Clear persistent queue: Click this button if you want to delete the files that are currently queued for delivery to this Destination. A confirmation modal will appear. (Appears only after Output ID has been defined.)
This section’s remaining controls are available in Cribl Edge 4.1 and later.
Strict ordering: The default Yes
position enables FIFO (first in, first out) event forwarding. When receivers recover, Cribl Edge will send earlier queued events before forwarding newly arrived events. To instead prioritize new events before draining the queue, toggle this off. Doing so will expose this additional control:
- Drain rate limit (EPS): Optionally, set a throttling rate (in events per second) on writing from the queue to receivers. (The default
0
value disables throttling.) Throttling the queue’s drain rate can boost the throughput of new/active connections, by reserving more resources for them. You can further optimize Workers’ startup connections and CPU load at Fleet Settings > Worker Processes.
Minimum Free Disk Space
For queuing to operate properly, you must provide sufficient disk space. In distributed mode, you configure the minimum disk space to support queues (and other features) on each Fleet, at Fleet Settings > General Settings > Limits > Min free disk space. If available disk space falls below this threshold, Cribl Edge will stop maintaining persistent queues, and data loss will begin. The default minimum is 5 GB.
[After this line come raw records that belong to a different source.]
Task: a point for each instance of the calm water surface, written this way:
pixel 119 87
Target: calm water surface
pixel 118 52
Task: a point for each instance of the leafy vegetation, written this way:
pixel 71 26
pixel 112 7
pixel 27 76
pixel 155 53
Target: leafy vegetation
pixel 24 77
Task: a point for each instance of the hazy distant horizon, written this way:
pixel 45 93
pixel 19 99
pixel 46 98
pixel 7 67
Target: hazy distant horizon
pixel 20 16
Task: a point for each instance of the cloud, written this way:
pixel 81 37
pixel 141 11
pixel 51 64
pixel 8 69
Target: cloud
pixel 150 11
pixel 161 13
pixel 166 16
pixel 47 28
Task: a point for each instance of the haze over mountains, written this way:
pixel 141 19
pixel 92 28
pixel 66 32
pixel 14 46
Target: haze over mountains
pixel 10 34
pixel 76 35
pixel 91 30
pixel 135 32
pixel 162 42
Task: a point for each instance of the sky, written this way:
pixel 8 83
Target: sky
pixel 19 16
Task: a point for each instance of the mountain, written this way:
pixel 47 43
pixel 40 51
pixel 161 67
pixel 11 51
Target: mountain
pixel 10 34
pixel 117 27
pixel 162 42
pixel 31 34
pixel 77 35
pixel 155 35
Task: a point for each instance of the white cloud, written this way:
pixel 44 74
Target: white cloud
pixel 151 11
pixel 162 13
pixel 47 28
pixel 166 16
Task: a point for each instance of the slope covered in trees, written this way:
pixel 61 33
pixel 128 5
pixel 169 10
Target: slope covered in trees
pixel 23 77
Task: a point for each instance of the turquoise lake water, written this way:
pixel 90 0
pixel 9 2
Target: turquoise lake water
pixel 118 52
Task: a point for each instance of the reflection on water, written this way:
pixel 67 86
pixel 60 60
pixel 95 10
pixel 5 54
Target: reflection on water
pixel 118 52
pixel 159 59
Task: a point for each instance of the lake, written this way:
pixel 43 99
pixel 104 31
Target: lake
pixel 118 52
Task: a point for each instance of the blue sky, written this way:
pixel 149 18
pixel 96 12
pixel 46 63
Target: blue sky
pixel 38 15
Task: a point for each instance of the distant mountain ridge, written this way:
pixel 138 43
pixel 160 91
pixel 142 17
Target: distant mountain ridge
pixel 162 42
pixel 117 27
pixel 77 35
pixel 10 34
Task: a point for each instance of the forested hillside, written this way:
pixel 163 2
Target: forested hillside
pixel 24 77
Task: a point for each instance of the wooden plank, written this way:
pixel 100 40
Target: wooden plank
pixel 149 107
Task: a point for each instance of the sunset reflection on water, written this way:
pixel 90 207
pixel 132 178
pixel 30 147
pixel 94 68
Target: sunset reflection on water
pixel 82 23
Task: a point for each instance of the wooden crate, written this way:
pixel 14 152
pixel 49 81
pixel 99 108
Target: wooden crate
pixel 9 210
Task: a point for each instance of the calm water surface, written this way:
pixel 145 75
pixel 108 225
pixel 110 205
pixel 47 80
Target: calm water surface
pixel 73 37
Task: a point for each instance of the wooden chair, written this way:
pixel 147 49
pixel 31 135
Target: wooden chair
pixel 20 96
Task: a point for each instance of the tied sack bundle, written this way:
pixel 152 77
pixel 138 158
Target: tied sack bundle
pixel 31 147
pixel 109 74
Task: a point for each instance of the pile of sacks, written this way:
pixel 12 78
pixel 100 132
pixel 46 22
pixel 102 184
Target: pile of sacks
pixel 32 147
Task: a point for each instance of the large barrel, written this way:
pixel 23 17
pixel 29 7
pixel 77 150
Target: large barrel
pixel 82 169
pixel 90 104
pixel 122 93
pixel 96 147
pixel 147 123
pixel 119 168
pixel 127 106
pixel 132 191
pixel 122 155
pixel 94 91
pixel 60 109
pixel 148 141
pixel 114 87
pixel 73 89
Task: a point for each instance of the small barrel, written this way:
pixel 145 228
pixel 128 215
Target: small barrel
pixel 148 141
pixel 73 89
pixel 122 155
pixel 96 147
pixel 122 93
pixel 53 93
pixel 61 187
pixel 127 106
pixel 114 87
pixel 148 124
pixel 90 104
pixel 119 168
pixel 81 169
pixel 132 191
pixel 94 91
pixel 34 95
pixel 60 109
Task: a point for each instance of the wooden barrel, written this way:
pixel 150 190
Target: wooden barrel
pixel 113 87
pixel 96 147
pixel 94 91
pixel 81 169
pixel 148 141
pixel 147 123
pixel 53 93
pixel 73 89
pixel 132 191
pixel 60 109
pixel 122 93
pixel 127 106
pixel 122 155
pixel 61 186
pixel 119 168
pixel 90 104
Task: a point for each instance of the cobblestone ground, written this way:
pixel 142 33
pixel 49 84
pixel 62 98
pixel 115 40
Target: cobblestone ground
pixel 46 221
Persistent Queue Support by Destination Type
Persistent Queues support, behavior, and triggers vary by Destination type, as summarized below.
HTTP-Based Destinations
HTTP-based Destinations handle backpressure based on HTTP response codes. The following conditions will trigger PQ:
- Connection failure.
- HTTP
500
responses. - Data overload – sending more data than the Destination will accept.
HTTP 400
response errors will not engage PQ, and Cribl Edge will simply drop corresponding events. Cribl Edge cannot retry these requests, because they have been flagged as “bad,” and would just fail again. If you see 400
errors, these often indicate a need to correct your Destination’s configuration.
HTTP-based Destinations include:
- WebHook
- New Relic Logs & Metrics
- New Relic Events
- Open Telemetry
- Sumo Logic
- DataDog
- Elastic
- Honeycomb
- Prometheus
- Splunk HEC
- Signal FX
- Wavefront
- Google Chronicle
- Loki
TCP Load-Balanced Destinations
TCP load-balanced Destinations can be configured with one or multiple receivers. If one or more receivers go down, Cribl Edge will continue sending data to any healthy receivers. The following conditions will trigger PQ:
Connection errors on all receivers.
As long as even one of the Destination’s receivers is healthy, Cribl Edge will redirect data to that receiver, and will not engage PQ.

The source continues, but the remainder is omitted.